Star Trek: Ds9 Captain Benjamin Sisko SX (Standard Version) 1:6 Scale Action Figure
Star Trek goes deep
It’s strange that while Star Trek Voyager and even Enterprise have seen their respectability factor raised in the decades since they were released, Star Trek Deep Space Nine, while often regarded by a hardcore group of fans as the best of all the Trek shows, still seems unfairly dismissed by a big demographic of Trekkies/ers. Released at the height of The Next Generation’s popularity, DS9 defied the established Trek format by staying put on an alien space station rather than exploring the galaxy on a Federation starship. The show’s creators intended for its heroes to be stuck with the ramifications of their actions week after week, and this, along with a lengthy Dominion War arc that dominated the back half of the series, resulted in a show full of shades of gray, with sympathetic villains, compromised heroes, and shady characters like Cardassian spy Garak (Andrew Robinson) and Ferengi bar owner Quark (Armin Shimmerman) who were inherently untrustworthy but somehow compelling and loveable.
Unfortunately, the result of this was a show that consistently struggled in the ratings. Oddly, what could easily have been a classic “jump the shark” moment, with TNG’s Klingon Worf (Michael Dorn) added to the show to improve viewership, instead resulted in some of the show’s strongest seasons as Worf’s Klingon intrigue and the eventual Dominion War arc enhanced the series considerably.
Avery Brooks’ Benjamin Sisko, the first Black lead on a Trek show, was equally complex—introduced as a victim of the Borg who bears a grudge against TNG’s Jean-Luc Picard for his perceived collaboration with the Collective. Like TNG and many other Trek shows, DS9 took a few seasons to find its space legs, and Sisko’s character too took time to fall into place (in an early episode the writers sought to differentiate him from the intellectual Picard by having him punch Picard’s godlike nemesis Q in the nose).

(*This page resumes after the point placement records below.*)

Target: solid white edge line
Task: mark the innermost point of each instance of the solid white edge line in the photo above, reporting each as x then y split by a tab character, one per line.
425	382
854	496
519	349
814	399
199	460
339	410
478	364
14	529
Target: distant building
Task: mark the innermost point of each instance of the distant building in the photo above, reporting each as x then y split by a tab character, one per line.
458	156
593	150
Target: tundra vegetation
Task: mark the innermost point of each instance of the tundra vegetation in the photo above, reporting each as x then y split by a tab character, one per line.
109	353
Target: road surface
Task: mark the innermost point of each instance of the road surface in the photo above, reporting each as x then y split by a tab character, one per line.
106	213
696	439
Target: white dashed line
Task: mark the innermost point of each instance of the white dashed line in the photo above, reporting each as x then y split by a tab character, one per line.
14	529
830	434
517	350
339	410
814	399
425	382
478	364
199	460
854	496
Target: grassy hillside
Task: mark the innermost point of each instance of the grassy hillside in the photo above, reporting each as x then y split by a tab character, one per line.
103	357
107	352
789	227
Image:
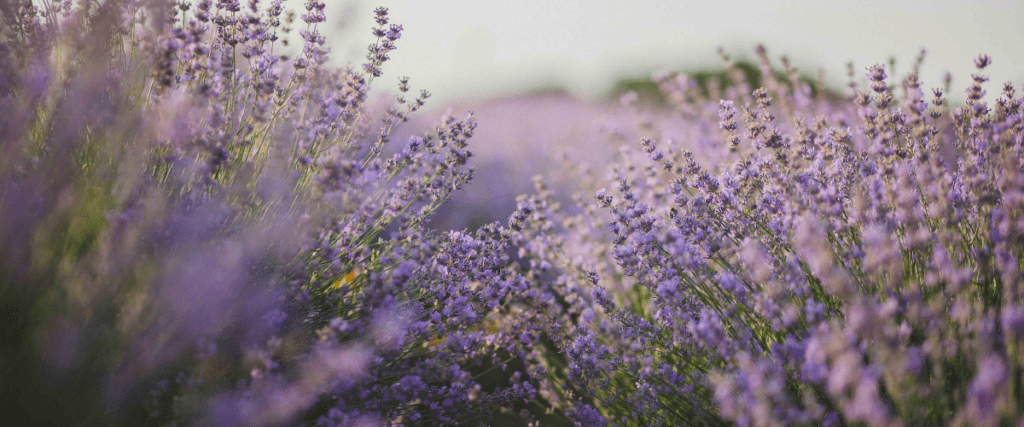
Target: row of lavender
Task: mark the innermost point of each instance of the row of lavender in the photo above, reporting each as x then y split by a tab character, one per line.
205	225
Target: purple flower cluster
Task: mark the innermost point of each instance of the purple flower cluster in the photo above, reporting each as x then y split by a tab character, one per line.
843	261
203	225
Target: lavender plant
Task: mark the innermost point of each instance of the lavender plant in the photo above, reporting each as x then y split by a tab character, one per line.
820	261
201	225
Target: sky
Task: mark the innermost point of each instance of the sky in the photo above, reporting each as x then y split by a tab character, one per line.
463	50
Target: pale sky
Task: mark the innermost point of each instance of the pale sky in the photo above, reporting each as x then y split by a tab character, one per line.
479	49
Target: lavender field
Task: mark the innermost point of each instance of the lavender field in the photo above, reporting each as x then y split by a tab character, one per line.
206	220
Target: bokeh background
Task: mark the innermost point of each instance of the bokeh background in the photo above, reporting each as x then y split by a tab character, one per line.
543	76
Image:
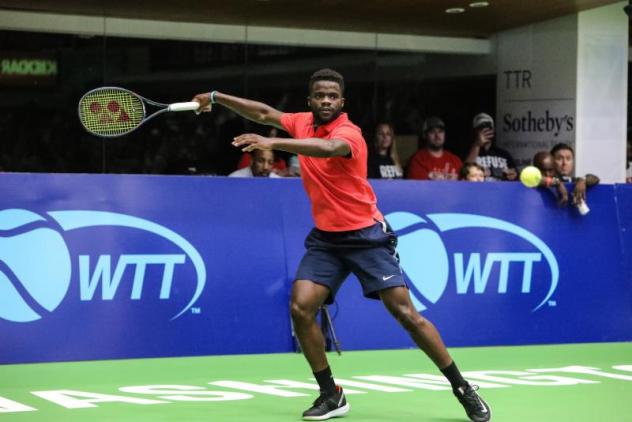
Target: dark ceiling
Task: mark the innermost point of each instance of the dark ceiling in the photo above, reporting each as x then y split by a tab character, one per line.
421	17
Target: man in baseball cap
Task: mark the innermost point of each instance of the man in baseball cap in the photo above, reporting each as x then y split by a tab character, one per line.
498	163
432	161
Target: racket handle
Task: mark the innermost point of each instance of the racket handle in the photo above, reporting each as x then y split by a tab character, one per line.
190	106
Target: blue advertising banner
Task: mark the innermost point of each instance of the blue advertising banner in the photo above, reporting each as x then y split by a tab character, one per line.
108	266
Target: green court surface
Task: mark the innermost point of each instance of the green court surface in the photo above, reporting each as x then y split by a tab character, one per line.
579	382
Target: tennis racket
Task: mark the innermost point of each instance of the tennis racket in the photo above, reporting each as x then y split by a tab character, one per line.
110	111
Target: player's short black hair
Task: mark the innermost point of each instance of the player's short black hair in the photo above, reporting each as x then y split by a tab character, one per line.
326	75
560	147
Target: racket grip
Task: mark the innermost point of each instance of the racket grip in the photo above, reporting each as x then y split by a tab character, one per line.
189	106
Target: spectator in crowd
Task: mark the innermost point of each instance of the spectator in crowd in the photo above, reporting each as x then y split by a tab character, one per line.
294	167
543	160
261	165
498	163
564	162
383	162
472	172
432	161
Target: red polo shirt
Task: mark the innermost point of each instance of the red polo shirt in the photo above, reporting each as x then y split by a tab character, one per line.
341	197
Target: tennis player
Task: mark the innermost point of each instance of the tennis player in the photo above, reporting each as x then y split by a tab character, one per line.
350	236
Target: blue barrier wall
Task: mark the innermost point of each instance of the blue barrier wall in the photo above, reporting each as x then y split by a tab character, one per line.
103	266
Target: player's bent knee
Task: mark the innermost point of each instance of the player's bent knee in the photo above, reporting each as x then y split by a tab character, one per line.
302	312
409	318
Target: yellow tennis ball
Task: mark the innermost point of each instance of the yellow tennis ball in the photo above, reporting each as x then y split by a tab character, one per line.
530	176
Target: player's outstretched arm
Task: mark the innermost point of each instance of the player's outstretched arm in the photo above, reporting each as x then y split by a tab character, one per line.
312	147
252	110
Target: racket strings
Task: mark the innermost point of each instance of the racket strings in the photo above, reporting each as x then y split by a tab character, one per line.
111	112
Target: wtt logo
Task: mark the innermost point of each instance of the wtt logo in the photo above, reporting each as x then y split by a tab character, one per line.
36	263
427	262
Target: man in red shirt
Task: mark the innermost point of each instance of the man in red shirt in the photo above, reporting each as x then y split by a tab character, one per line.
433	162
350	234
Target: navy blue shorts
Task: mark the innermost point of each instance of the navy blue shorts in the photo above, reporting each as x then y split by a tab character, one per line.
369	253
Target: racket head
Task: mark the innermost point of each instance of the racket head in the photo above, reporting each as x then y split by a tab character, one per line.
110	112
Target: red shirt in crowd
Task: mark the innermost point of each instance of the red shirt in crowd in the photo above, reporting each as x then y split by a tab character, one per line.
425	166
341	196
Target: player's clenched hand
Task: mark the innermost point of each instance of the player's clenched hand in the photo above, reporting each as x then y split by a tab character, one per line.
250	141
205	102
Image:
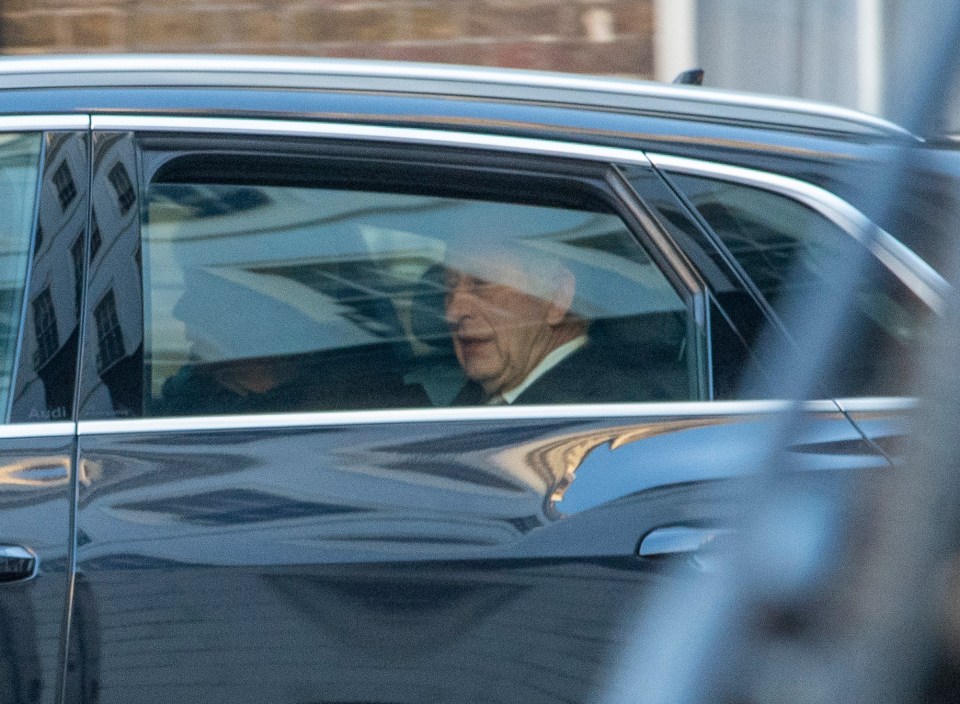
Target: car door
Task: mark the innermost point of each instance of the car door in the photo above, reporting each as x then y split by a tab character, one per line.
286	496
43	175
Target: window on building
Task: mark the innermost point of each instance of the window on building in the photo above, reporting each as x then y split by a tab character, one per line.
65	185
76	253
120	180
45	329
96	239
110	347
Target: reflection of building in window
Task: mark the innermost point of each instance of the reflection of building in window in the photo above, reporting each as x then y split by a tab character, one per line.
96	239
120	180
45	327
109	335
38	241
76	252
66	188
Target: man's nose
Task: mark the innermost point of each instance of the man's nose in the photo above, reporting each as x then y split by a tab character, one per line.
457	305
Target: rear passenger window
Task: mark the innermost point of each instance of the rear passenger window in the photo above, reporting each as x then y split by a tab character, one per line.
19	177
279	297
786	248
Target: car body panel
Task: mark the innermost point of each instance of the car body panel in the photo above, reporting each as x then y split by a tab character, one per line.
340	558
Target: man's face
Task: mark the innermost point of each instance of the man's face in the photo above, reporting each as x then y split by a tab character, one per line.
500	332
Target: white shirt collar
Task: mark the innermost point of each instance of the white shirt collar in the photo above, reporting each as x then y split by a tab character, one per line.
546	364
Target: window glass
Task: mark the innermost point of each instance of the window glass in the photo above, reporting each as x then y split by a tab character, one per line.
19	170
786	249
278	298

But the Dominion War Arc (along with some compelling episodes focusing on Sisko’s relationship with his son Jake) truly brought Sisko into focus, particularly in the episode “In the Pale Moonlight,” which finds Sisko increasingly involved in skullduggery with Garak, including the assassination of a Romulan emissary designed to bring the Romulans into the war. Initially infuriated at being used by Garak (and characteristically punching the character in the nose), Sisko eventually dictates the details of the incident into a private log, adding in a bitter toast, “I think I can live with it. And if I had to do it all over again, I would.” After which Sisko erases the log entry.
EXO-6 brings Sisko to life
EXO-6 launches its line of Deep Space Nine action figures, appropriately, with Benjamin Sisko (its new line of “Out of This World” alien “adversary” figures recently put a new figure of Quark up for pre-sale as the second DS9 figure). The Sisko figure comes in two versions—oddly the Standard Version is the more expensive and better equipped, while an Essential Version eliminates some accessories—and hands—and sells for the company’s regular $180 price.

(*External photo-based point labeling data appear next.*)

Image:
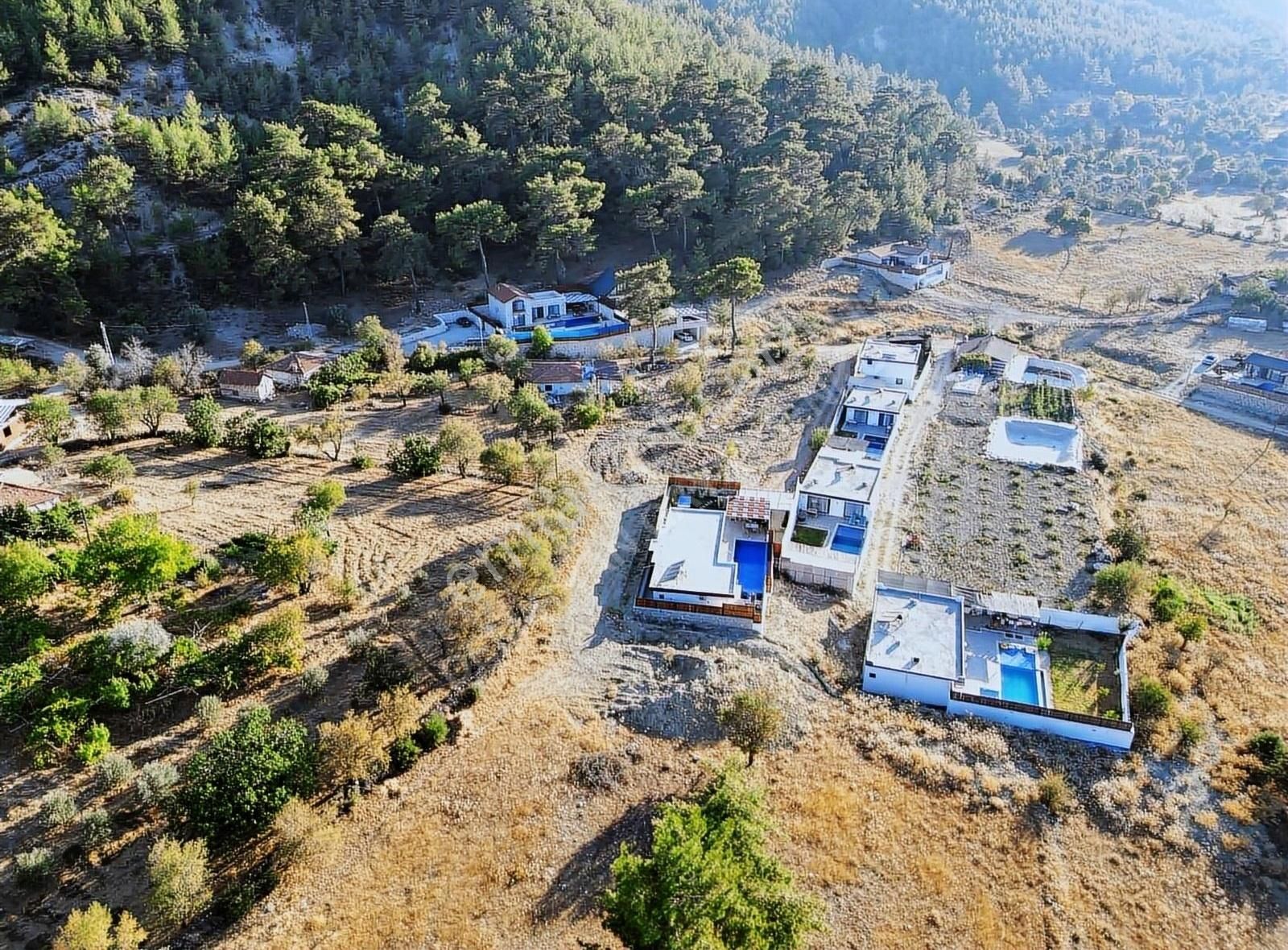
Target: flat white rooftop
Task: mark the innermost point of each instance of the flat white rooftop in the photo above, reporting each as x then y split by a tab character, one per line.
1034	442
688	554
839	473
918	632
1028	370
875	398
889	352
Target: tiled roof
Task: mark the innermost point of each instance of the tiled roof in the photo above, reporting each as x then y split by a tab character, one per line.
506	292
26	494
547	371
240	378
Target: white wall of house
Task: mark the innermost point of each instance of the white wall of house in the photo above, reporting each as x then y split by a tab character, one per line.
903	685
1084	731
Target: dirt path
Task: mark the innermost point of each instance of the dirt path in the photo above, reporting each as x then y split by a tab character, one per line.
886	535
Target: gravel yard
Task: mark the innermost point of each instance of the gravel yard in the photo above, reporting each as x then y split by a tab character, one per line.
989	524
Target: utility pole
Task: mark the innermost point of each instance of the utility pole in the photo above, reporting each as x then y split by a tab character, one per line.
107	344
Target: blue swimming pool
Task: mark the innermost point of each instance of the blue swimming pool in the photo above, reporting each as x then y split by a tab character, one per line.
848	539
1019	675
753	560
576	328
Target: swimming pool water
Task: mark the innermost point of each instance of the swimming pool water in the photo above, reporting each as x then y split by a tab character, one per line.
1019	675
848	539
753	560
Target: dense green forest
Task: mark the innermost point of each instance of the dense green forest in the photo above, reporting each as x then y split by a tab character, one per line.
405	135
1028	57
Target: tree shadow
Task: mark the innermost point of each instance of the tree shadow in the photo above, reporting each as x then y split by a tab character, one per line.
576	889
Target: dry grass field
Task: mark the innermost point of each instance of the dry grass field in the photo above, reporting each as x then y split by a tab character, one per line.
1017	258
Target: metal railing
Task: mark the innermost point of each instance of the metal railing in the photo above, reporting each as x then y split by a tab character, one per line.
1040	711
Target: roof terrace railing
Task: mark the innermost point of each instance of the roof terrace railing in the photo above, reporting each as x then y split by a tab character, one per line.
1040	711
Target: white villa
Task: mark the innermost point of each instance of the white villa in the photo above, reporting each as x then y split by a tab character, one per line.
712	556
908	266
583	320
989	655
889	365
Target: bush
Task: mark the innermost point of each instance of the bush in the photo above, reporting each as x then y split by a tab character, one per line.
1054	792
751	721
92	930
96	828
57	808
109	469
156	782
403	754
1191	627
1269	747
236	783
1167	599
1150	700
114	771
34	866
98	743
1191	733
209	711
433	731
180	879
543	343
351	750
586	415
504	460
26	573
416	457
1117	584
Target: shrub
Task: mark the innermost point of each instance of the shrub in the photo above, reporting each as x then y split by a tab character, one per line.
384	670
313	681
1117	584
92	930
714	853
204	420
1191	627
114	771
586	415
180	879
403	754
34	866
504	460
236	783
96	828
156	782
98	743
1191	733
209	711
138	645
351	750
416	457
751	721
109	469
294	561
57	808
302	833
543	343
1167	599
26	573
1054	792
1150	700
1269	747
433	731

The Standard Issue comes with six interchangeable hands, equipment including a Type-3 phaser rifle, phaser pistol and holster, tricorder and holster (both holsters magnetized to affix to the figure’s waist), a PADD, a baseball, and a whiskey glass.

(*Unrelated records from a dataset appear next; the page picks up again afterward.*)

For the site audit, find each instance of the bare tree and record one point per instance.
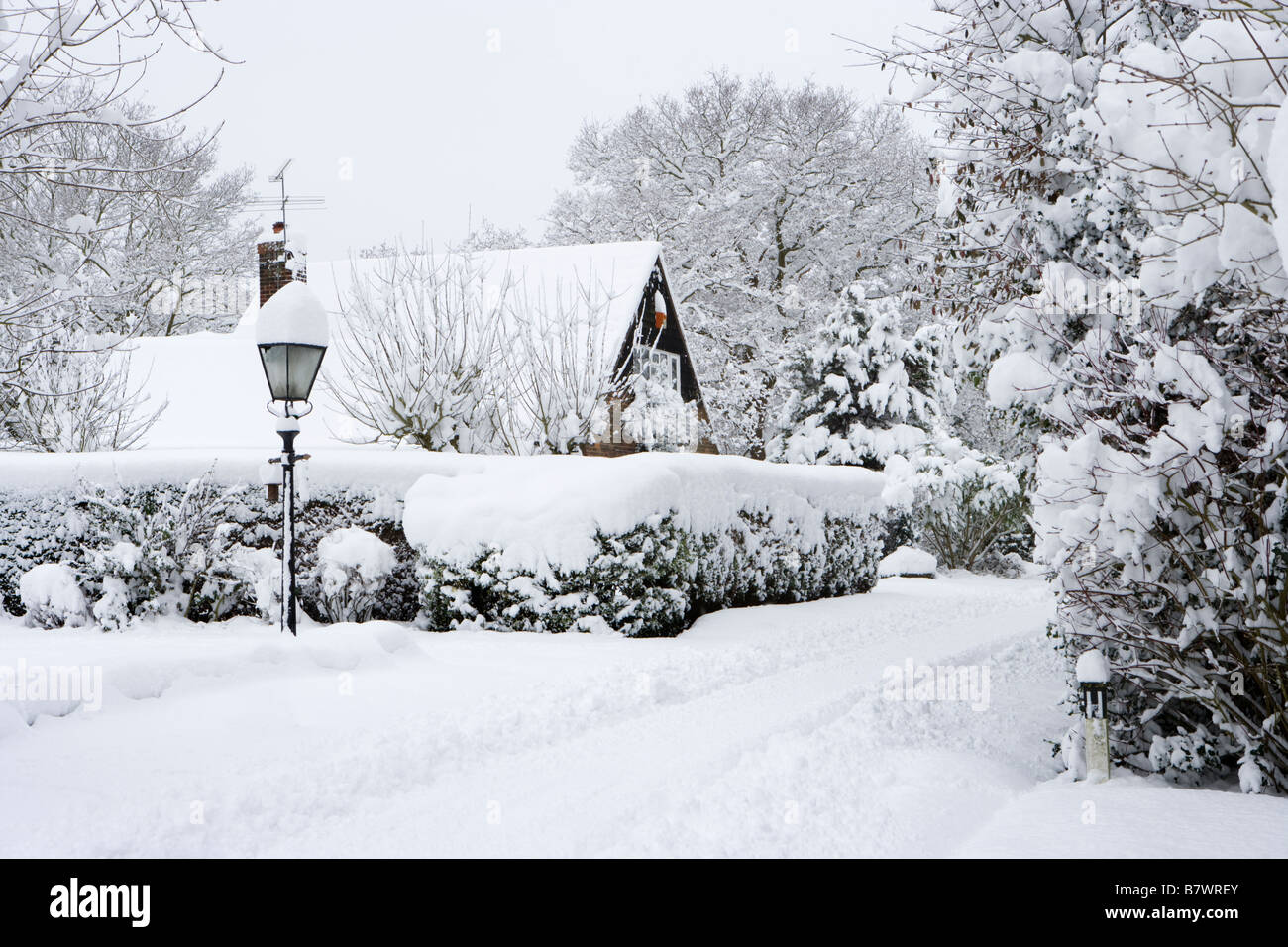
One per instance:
(68, 67)
(78, 397)
(557, 368)
(417, 343)
(769, 201)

Sisko is packaged in his standard DS9 uniform (fans will note that this is virtually identical to the crew uniforms in Star Trek First Contact and EXO-6’s First Contact Picard and Data figures), but the Standard Version also adds the maroon “undershirt,” suspenders and casual vest Sisko wears at the end of “In the Pale Moonlight”—and the square whiskey glass and appropriately gripping hand included allows you to recreate the final toast of the episode precisely.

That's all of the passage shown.